KRAS in colorectal tumors have both codon 12 and codon 13 mutations 79% and 17.6%, respectively.

In cetuximab treated patients the presence of a glycine (G) to aspartic acid (D) change at codon 13 of KRAS and is associated with the intermediate survival, between that of patients with KRAS wild type tumors and tumors harboring a KRAS Smutation at glycine-12.

A retrospective review examining the effects of KRAS mutations on tumor response in unresectable colorectal liver metastases revealed worse overall outcomes and lower rates of conversion to resection with combination hepatic arterial infusion (HAI) pump therapy and systemic chemotherapy when compared against wild-type KRAS.

 

KRAS-wild­ type patients have a more pronounced response to HAI therapy compared with patients with KRAS mutations.

Smoking a strong associated with KRAS mutations in lung cancer.

KRAS mutations in more common in adenocarcinoma of the lung (20–40%) and less common, about 5%, in squamous non-small cell lung cancer.

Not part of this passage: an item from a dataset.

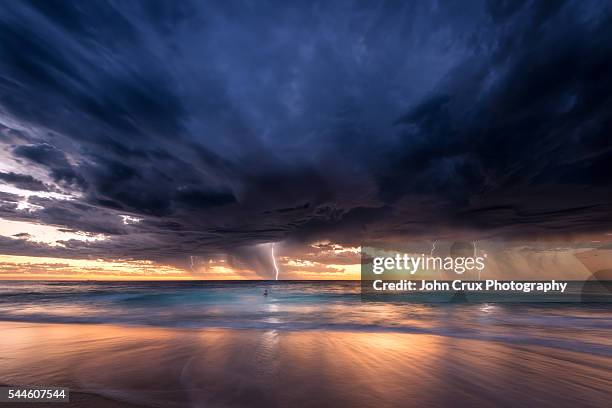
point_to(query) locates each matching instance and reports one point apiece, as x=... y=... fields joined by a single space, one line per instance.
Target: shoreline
x=153 y=366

KRAS is more common in cigarette smokers versus non-smokers (30% versus 11%) and in Western versus Asian populations (26% versus 11%).

The presence of a KRAS gene mutation in colorectal cancer is associated with worse prognosis for liver metastases as well as shorter survival following resection.

KRAS mutated pancreatic cancers which are 75-95% of the lesions, are almost invariably codon 12 mutations.

In small cell lung cancer more than 90% of KRAS mutations are located in codon 12.

Agents that show efficacy in treating KRAS G12 C mutated cancers include sotorasib, adagrasib and divarasib.